In a recent Yahoo Finance interview, Offit implicitly questioned the core of the CDC's vaccine policy since Omicron's arrival. Boosters are "low risk, low reward" for people under 65 without underlying health conditions, he said. It makes no sense to focus on healthy young people when "the only reasonable goal" of vaccines is to "protect against serious illness," he explained.
Offit has tweeted many of his interviews, including a recent appearance on the podcast This Week in Virology, known as the setting where White House COVID adviser Anthony Fauci acknowledged in summer 2020 that common COVID tests catch "dead" virus.
Offit's employer has also provided a platform for his dissenting views on the bivalent vaccine.
Offit said his most recent vaccine dose was his third in May 2021, and that he had a "mild infection" a year later.

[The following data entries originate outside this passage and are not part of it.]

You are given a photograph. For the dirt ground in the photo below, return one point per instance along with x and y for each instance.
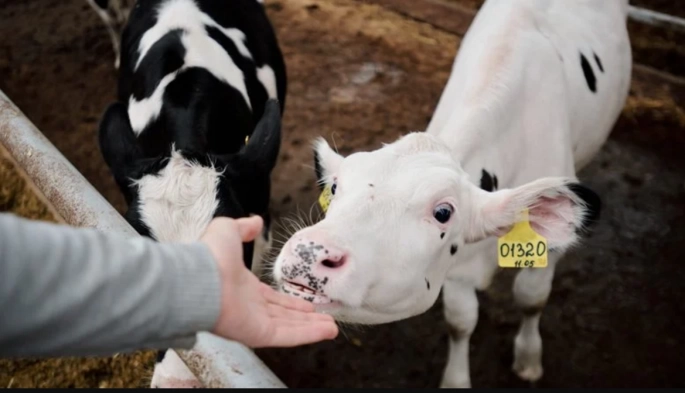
(362, 75)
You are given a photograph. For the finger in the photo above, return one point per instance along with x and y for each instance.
(279, 312)
(291, 334)
(286, 300)
(249, 227)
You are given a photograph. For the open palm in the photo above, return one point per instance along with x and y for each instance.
(252, 312)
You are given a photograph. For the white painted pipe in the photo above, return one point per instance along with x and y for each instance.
(216, 362)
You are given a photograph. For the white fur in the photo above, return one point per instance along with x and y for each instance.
(201, 51)
(517, 105)
(267, 77)
(178, 203)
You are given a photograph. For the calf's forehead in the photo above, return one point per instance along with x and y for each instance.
(409, 175)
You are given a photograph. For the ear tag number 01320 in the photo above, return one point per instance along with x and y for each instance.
(325, 198)
(522, 247)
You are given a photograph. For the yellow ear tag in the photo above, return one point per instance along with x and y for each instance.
(522, 247)
(325, 198)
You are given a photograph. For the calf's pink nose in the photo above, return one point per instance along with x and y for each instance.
(314, 250)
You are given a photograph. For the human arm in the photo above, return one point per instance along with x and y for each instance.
(79, 292)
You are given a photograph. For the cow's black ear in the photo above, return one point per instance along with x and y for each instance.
(265, 143)
(118, 144)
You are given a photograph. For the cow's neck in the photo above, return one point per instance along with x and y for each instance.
(486, 127)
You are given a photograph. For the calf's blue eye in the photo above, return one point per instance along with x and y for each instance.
(442, 213)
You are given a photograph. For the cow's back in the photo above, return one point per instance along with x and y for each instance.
(593, 43)
(213, 65)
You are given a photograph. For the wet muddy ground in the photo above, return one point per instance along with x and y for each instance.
(362, 75)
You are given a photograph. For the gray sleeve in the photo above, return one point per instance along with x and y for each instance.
(68, 291)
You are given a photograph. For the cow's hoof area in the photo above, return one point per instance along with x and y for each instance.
(527, 372)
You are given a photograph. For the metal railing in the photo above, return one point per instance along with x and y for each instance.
(216, 362)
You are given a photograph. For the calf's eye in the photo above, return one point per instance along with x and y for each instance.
(442, 213)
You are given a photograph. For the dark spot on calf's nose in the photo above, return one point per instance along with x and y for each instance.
(453, 249)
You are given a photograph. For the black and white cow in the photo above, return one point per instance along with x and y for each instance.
(535, 90)
(195, 131)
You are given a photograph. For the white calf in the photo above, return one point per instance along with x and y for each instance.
(534, 93)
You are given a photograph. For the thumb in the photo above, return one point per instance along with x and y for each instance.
(249, 228)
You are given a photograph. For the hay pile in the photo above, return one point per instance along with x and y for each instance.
(121, 371)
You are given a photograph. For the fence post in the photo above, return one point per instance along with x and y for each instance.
(216, 362)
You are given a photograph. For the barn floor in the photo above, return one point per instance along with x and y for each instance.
(361, 75)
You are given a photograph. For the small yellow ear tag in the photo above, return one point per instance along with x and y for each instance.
(522, 247)
(325, 198)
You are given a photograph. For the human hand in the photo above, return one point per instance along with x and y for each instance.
(252, 312)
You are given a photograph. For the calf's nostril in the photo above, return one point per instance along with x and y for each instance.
(329, 263)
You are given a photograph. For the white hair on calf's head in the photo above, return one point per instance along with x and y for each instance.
(178, 203)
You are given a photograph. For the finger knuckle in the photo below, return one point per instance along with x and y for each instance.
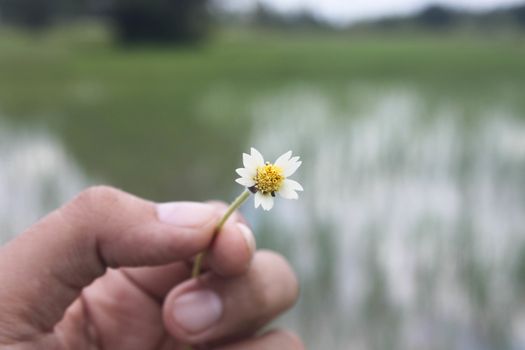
(295, 343)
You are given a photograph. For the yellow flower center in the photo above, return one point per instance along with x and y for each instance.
(269, 178)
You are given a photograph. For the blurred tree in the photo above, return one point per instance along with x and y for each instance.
(160, 20)
(36, 14)
(33, 14)
(436, 16)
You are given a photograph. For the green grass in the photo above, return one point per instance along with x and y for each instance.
(128, 113)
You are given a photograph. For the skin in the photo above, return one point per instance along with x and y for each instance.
(106, 270)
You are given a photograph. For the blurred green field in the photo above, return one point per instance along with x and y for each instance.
(130, 103)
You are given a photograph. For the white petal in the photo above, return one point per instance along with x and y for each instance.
(291, 166)
(294, 185)
(288, 189)
(283, 160)
(257, 157)
(247, 173)
(249, 162)
(267, 202)
(288, 193)
(257, 199)
(246, 182)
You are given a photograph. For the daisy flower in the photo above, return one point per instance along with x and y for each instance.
(265, 179)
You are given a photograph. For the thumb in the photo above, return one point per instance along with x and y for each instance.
(43, 270)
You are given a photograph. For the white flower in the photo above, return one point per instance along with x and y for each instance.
(266, 179)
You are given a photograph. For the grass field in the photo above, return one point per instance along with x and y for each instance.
(130, 103)
(408, 233)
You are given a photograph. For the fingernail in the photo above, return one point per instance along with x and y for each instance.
(248, 236)
(186, 214)
(197, 311)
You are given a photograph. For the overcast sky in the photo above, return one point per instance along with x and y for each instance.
(347, 11)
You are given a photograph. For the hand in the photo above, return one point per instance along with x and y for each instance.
(111, 271)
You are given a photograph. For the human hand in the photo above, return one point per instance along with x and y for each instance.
(110, 271)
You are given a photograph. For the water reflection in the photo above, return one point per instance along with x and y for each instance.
(409, 233)
(36, 175)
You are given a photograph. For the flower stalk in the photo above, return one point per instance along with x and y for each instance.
(197, 265)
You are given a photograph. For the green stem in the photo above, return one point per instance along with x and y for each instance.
(231, 209)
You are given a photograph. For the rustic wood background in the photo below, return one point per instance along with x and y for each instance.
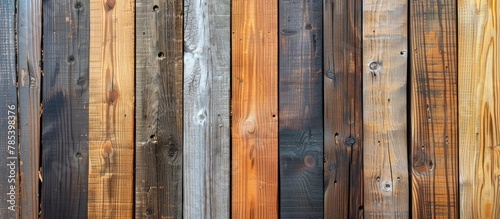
(249, 109)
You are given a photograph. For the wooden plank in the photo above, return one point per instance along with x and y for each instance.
(206, 108)
(254, 107)
(343, 109)
(65, 107)
(434, 134)
(29, 75)
(111, 109)
(9, 167)
(479, 161)
(300, 108)
(159, 109)
(386, 185)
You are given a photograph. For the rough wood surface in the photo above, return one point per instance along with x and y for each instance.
(478, 96)
(343, 109)
(434, 115)
(29, 76)
(159, 109)
(9, 167)
(111, 109)
(206, 108)
(64, 128)
(386, 185)
(301, 109)
(254, 107)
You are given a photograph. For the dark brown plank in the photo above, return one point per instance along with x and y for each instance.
(9, 183)
(29, 77)
(65, 109)
(301, 108)
(159, 76)
(343, 109)
(434, 109)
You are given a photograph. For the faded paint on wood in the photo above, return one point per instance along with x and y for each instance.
(9, 167)
(64, 145)
(301, 108)
(478, 95)
(386, 182)
(111, 109)
(29, 29)
(254, 106)
(206, 108)
(159, 84)
(434, 115)
(343, 109)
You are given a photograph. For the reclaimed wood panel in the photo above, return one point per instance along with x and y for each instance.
(254, 106)
(434, 115)
(64, 119)
(301, 108)
(343, 109)
(386, 185)
(111, 109)
(9, 167)
(29, 29)
(479, 161)
(159, 124)
(206, 108)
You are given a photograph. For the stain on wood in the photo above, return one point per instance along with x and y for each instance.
(479, 161)
(29, 29)
(301, 108)
(343, 109)
(206, 108)
(386, 182)
(434, 115)
(9, 163)
(159, 123)
(111, 109)
(64, 146)
(254, 106)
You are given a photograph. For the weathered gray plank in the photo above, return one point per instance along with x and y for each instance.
(9, 183)
(301, 108)
(29, 76)
(159, 109)
(206, 108)
(65, 109)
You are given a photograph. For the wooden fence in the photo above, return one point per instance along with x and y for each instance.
(249, 109)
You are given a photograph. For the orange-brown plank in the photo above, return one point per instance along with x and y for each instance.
(255, 108)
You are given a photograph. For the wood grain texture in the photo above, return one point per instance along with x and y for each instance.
(254, 107)
(111, 109)
(9, 165)
(206, 108)
(434, 115)
(65, 107)
(343, 109)
(386, 185)
(301, 109)
(159, 123)
(29, 58)
(478, 96)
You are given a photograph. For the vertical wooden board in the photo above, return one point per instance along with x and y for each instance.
(64, 145)
(9, 184)
(158, 120)
(111, 109)
(254, 107)
(206, 108)
(29, 29)
(301, 109)
(434, 149)
(386, 184)
(479, 161)
(343, 109)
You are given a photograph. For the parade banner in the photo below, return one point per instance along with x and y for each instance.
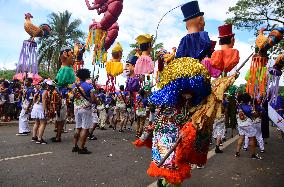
(275, 117)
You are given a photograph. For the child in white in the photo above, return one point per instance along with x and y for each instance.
(219, 132)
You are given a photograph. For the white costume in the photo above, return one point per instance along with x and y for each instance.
(219, 127)
(63, 112)
(24, 114)
(102, 115)
(38, 110)
(258, 135)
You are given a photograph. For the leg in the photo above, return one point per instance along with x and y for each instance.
(252, 142)
(83, 137)
(240, 143)
(77, 136)
(35, 128)
(60, 125)
(218, 141)
(246, 142)
(41, 129)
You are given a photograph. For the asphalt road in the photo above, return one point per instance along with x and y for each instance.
(116, 162)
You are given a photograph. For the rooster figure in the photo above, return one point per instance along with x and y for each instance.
(43, 30)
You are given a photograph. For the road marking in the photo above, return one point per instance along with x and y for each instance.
(210, 154)
(24, 156)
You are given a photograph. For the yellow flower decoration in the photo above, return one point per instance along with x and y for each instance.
(182, 67)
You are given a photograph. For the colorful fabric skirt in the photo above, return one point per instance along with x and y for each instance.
(65, 76)
(38, 111)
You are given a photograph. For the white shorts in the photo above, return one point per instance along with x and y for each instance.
(218, 130)
(248, 131)
(37, 112)
(95, 117)
(83, 118)
(63, 114)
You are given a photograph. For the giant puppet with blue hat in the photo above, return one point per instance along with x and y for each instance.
(196, 43)
(65, 75)
(188, 103)
(144, 64)
(133, 82)
(79, 50)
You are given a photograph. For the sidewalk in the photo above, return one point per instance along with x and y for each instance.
(227, 170)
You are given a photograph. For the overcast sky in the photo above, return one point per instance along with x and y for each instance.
(138, 17)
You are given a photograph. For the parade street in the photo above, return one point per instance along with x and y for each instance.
(116, 162)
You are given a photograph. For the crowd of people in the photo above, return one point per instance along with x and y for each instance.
(45, 101)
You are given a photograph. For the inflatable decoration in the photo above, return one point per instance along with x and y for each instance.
(27, 65)
(257, 75)
(114, 67)
(103, 34)
(79, 50)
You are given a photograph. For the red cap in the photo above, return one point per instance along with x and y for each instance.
(225, 31)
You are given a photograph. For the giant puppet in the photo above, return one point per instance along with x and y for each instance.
(27, 65)
(103, 34)
(188, 104)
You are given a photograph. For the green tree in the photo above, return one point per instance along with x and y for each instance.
(253, 15)
(256, 14)
(155, 48)
(65, 32)
(7, 74)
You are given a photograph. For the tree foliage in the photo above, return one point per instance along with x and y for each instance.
(253, 15)
(7, 74)
(155, 48)
(256, 14)
(65, 32)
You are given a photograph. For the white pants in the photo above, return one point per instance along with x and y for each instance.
(24, 122)
(102, 117)
(83, 118)
(258, 136)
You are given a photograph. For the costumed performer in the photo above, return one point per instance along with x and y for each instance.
(79, 50)
(84, 97)
(184, 94)
(144, 64)
(132, 82)
(226, 58)
(114, 67)
(196, 43)
(65, 75)
(27, 102)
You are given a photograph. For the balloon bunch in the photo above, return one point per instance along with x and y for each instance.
(27, 65)
(103, 34)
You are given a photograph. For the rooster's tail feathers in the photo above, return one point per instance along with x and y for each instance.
(46, 29)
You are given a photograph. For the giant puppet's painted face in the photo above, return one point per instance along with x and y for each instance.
(129, 70)
(196, 24)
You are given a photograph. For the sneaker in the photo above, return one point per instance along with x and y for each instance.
(41, 142)
(75, 149)
(23, 134)
(256, 157)
(160, 183)
(217, 150)
(237, 154)
(84, 151)
(55, 140)
(200, 166)
(92, 137)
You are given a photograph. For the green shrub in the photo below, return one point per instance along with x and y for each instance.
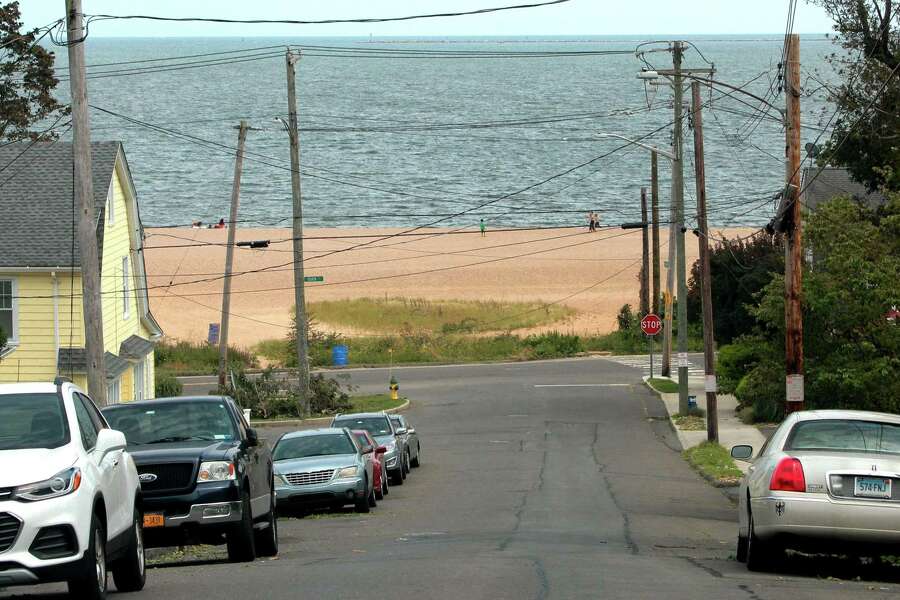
(167, 385)
(763, 389)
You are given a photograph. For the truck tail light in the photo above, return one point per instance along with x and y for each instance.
(788, 476)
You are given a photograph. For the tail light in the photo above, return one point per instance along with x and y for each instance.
(788, 476)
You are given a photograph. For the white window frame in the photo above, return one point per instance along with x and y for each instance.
(139, 380)
(111, 204)
(12, 337)
(112, 392)
(126, 287)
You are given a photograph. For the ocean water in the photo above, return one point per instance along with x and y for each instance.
(372, 155)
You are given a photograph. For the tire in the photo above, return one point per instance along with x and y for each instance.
(760, 555)
(91, 582)
(267, 539)
(130, 571)
(361, 505)
(241, 539)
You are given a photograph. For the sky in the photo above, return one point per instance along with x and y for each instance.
(577, 17)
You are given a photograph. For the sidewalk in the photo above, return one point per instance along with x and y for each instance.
(731, 430)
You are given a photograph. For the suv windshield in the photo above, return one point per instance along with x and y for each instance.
(32, 421)
(313, 445)
(374, 425)
(845, 436)
(152, 423)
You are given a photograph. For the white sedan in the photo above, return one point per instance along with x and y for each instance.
(827, 480)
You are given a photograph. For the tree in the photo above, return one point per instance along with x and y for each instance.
(27, 80)
(739, 270)
(866, 141)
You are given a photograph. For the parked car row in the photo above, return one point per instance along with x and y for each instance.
(353, 462)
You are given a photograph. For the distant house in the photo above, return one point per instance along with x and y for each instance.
(821, 184)
(40, 270)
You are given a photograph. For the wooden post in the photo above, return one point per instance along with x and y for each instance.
(229, 254)
(709, 355)
(793, 263)
(656, 305)
(84, 200)
(645, 256)
(299, 292)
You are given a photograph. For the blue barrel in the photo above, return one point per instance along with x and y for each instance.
(339, 356)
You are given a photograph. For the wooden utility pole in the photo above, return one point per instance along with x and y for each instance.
(793, 263)
(229, 253)
(656, 305)
(299, 292)
(709, 355)
(84, 200)
(645, 256)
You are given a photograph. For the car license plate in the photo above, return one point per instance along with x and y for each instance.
(872, 487)
(154, 520)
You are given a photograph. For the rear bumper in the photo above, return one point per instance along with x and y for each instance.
(799, 517)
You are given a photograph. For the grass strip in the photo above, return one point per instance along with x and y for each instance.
(715, 464)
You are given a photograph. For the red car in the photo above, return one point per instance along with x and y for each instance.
(375, 453)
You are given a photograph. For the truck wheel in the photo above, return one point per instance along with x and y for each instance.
(130, 571)
(267, 539)
(90, 584)
(241, 542)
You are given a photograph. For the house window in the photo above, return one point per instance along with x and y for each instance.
(139, 380)
(111, 205)
(126, 288)
(112, 392)
(8, 310)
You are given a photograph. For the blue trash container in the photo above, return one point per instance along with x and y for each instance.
(339, 356)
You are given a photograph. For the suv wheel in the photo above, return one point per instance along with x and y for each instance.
(267, 539)
(130, 571)
(241, 542)
(90, 584)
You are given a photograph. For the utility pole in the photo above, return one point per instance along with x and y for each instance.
(709, 355)
(678, 183)
(84, 199)
(645, 256)
(229, 253)
(793, 263)
(656, 305)
(299, 292)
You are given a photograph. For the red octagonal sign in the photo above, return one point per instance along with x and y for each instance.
(651, 324)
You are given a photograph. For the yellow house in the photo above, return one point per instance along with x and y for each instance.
(40, 270)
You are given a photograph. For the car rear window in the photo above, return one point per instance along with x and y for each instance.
(374, 425)
(30, 421)
(312, 445)
(845, 435)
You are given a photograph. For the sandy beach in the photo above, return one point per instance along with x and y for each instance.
(593, 273)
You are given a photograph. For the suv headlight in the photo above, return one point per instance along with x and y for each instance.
(348, 472)
(64, 482)
(217, 470)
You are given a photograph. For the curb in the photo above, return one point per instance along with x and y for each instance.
(315, 421)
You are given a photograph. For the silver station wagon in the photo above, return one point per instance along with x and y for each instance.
(826, 481)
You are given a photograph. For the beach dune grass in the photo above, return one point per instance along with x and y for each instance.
(403, 315)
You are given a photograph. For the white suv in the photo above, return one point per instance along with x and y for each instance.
(69, 493)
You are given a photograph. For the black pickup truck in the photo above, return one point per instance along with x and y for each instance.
(205, 475)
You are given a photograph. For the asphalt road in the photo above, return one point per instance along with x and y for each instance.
(542, 480)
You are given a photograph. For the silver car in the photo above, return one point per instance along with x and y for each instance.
(826, 480)
(322, 467)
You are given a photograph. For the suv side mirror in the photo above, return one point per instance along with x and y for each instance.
(109, 440)
(742, 452)
(252, 437)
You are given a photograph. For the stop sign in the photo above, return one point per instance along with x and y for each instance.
(651, 324)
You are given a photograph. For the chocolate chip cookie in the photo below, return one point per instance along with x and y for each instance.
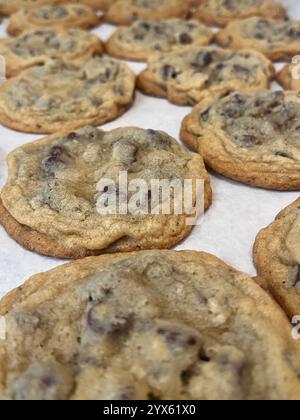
(289, 77)
(252, 138)
(277, 257)
(36, 46)
(8, 7)
(157, 325)
(186, 77)
(221, 12)
(53, 16)
(60, 95)
(124, 12)
(51, 199)
(102, 5)
(277, 39)
(143, 38)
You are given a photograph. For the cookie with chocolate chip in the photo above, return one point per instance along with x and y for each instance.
(50, 203)
(156, 325)
(251, 138)
(102, 5)
(186, 77)
(277, 258)
(8, 7)
(276, 39)
(125, 12)
(38, 45)
(222, 12)
(53, 16)
(289, 77)
(143, 38)
(60, 95)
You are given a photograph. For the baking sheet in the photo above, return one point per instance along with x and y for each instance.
(229, 227)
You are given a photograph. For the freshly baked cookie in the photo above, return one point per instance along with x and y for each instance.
(277, 258)
(186, 77)
(143, 38)
(55, 211)
(124, 12)
(8, 7)
(221, 12)
(102, 5)
(252, 138)
(277, 39)
(62, 16)
(38, 45)
(60, 95)
(157, 325)
(289, 77)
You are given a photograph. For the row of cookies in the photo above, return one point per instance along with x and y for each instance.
(143, 325)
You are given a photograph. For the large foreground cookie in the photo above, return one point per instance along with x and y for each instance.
(50, 199)
(7, 7)
(36, 46)
(277, 39)
(62, 16)
(221, 12)
(254, 139)
(143, 38)
(186, 77)
(150, 325)
(289, 77)
(277, 258)
(61, 96)
(124, 12)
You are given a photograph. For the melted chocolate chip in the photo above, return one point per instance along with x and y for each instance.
(185, 39)
(205, 114)
(168, 72)
(297, 278)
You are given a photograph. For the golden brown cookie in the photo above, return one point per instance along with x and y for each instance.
(60, 95)
(277, 39)
(186, 77)
(222, 12)
(289, 77)
(38, 45)
(277, 258)
(8, 7)
(62, 16)
(251, 138)
(156, 325)
(125, 12)
(144, 37)
(56, 212)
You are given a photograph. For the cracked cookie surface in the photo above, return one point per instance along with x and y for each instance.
(149, 325)
(61, 16)
(254, 138)
(143, 38)
(60, 95)
(8, 7)
(277, 258)
(277, 39)
(37, 46)
(186, 77)
(51, 196)
(124, 12)
(221, 12)
(289, 77)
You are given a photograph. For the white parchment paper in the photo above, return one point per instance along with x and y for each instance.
(230, 226)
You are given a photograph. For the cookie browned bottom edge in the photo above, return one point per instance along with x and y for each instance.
(53, 128)
(40, 243)
(239, 172)
(112, 49)
(262, 261)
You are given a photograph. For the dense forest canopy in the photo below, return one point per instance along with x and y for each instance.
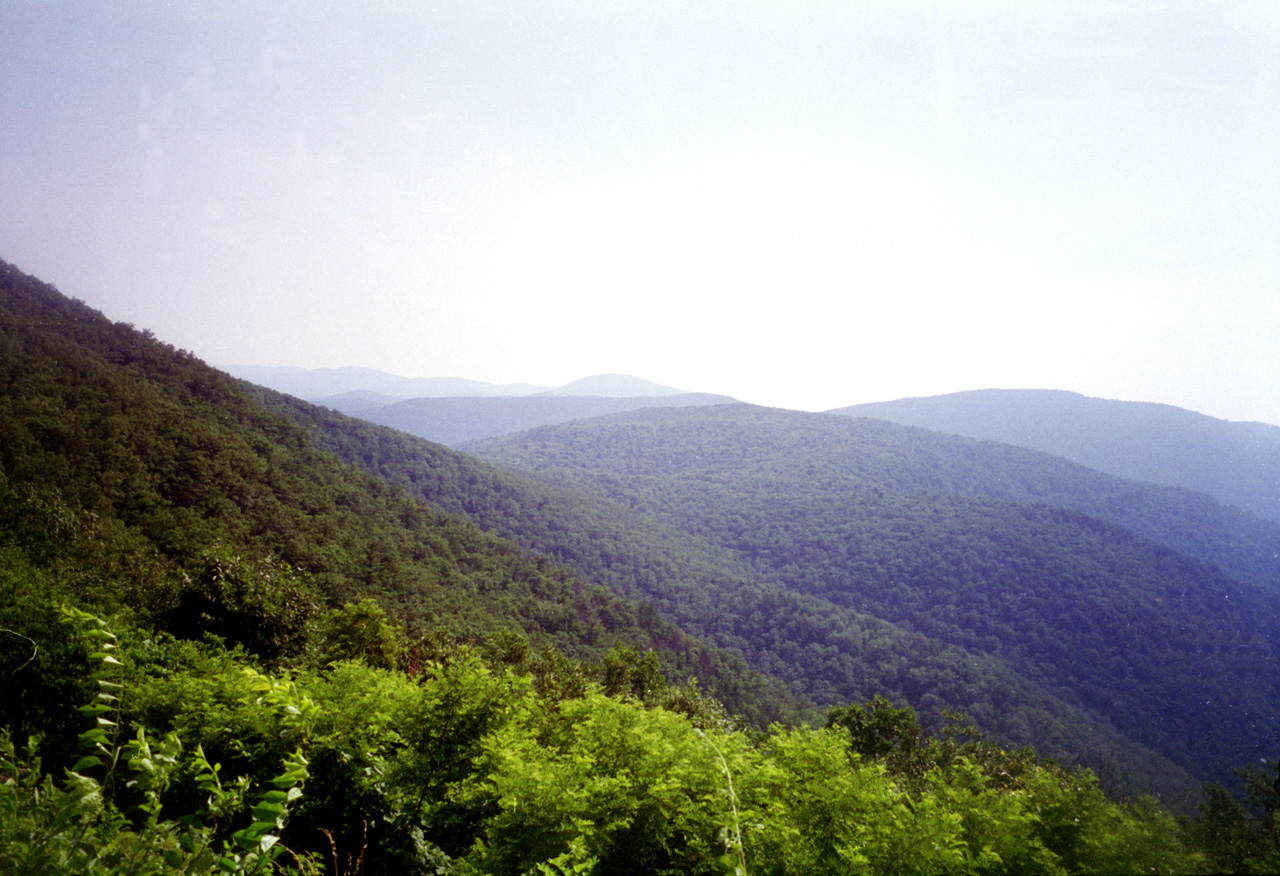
(240, 633)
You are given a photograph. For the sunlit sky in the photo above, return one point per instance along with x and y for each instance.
(798, 204)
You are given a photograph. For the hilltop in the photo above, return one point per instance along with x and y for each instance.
(1235, 462)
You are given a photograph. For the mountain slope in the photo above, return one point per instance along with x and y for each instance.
(163, 474)
(905, 525)
(458, 421)
(1235, 462)
(832, 653)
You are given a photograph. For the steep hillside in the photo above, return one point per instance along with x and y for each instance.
(906, 525)
(327, 382)
(1235, 462)
(170, 484)
(458, 421)
(832, 653)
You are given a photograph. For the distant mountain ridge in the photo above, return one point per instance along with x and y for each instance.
(461, 421)
(1234, 462)
(996, 550)
(323, 384)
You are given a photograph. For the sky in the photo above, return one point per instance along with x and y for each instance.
(800, 204)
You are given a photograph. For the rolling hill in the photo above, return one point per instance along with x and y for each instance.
(460, 421)
(956, 541)
(151, 477)
(1235, 462)
(170, 473)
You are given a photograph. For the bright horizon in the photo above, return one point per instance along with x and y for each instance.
(798, 205)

"While there clearly was divergence in terms of neutralizing antibody recognition, there wasn't so much divergence in terms of T-cell recognition," he said, referring to protection against infection versus protection against severe outcomes.
"I think I'm protected against severe disease" by a booster given more than a year ago, he said.
Offit again marveled that the feds accepted mouse data for the bivalents when it took him 26 years to get his rotavirus vaccine authorized. He didn't answer Just the News queries about any social media sanctions he's faced related to COVID.